Tuesday 21 April 2020

UK jobs market was cooling before coronavirus crisis – 8% jobless rate now the best we can hope for

Earlier today the UK Office for National Statistics (ONS) published its latest monthly Jobs Report, mostly including data from the quarterly Labour Force Survey for the three months to February 2020. According to the ONS the labour market was ‘very robust’ at that time. But to me things looks to have cooled before the Covid-19 lockdown measures placed the economy in a coma to help save lives.

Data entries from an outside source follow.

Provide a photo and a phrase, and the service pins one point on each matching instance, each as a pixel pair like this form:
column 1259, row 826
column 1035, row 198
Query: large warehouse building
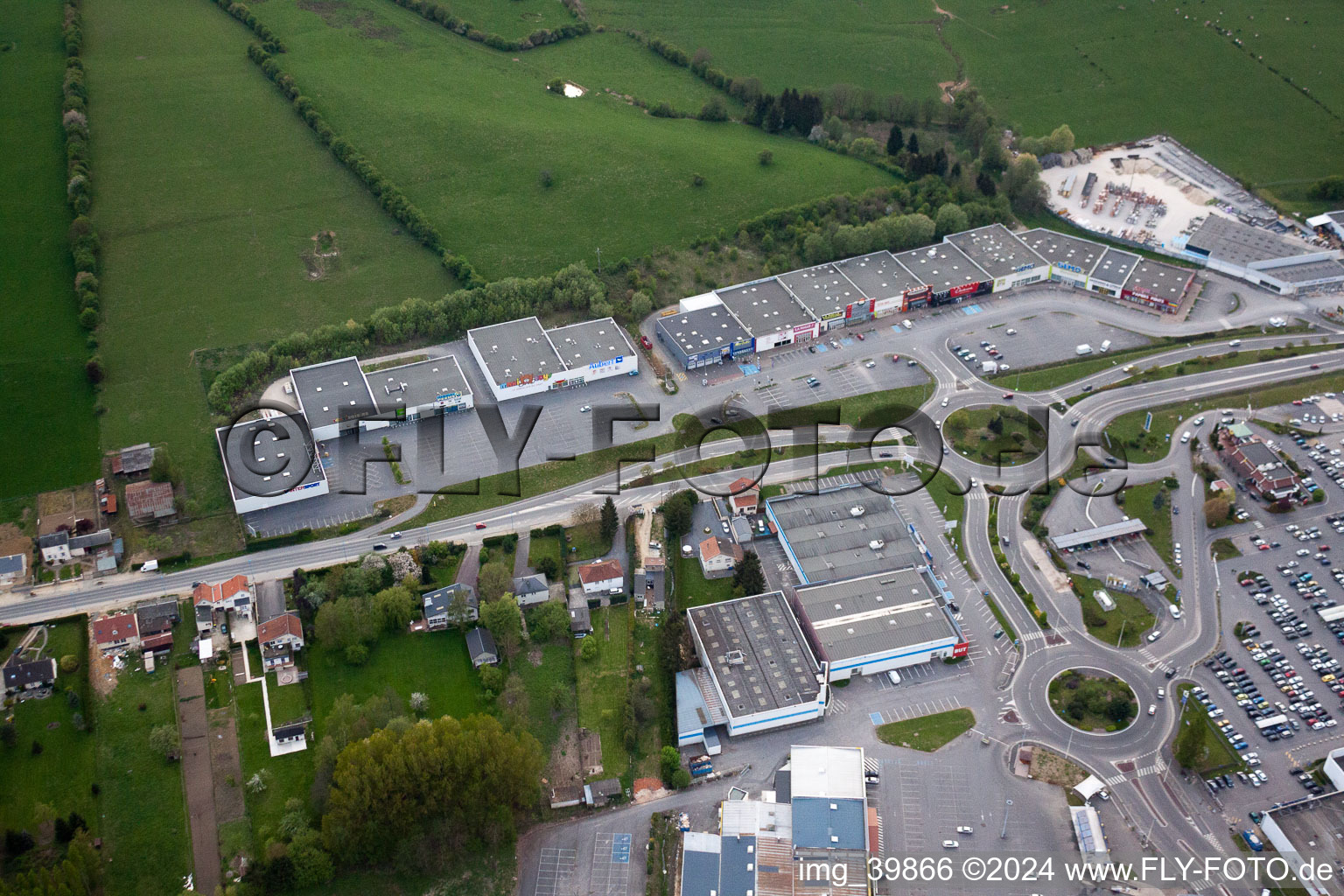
column 843, row 532
column 269, row 462
column 1283, row 265
column 522, row 358
column 880, row 621
column 1005, row 258
column 757, row 670
column 800, row 305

Although the number of people in work increased by a very healthy 172,000 in the three months to February (taking the employment rate to a record high of 76.6%), with fast growing labour supply this was not enough to prevent a rise of 58,000 in the number unemployed, lifting the unemployment rate back to 4%. Cooling was also evident in a fall in total hours worked, fewer job vacancies and softening in the rate of growth of average weekly earnings, which dipped to 2.9% excluding bonuses (or 1.3% in real terms). Moreover, the ONS reports more up to date figures based on PAYE data which show that the number of employees fell very slightly (by 0.06%) between February and March – what will prove to be the beginning of the largest shake-out of UK jobs for at least 40 years.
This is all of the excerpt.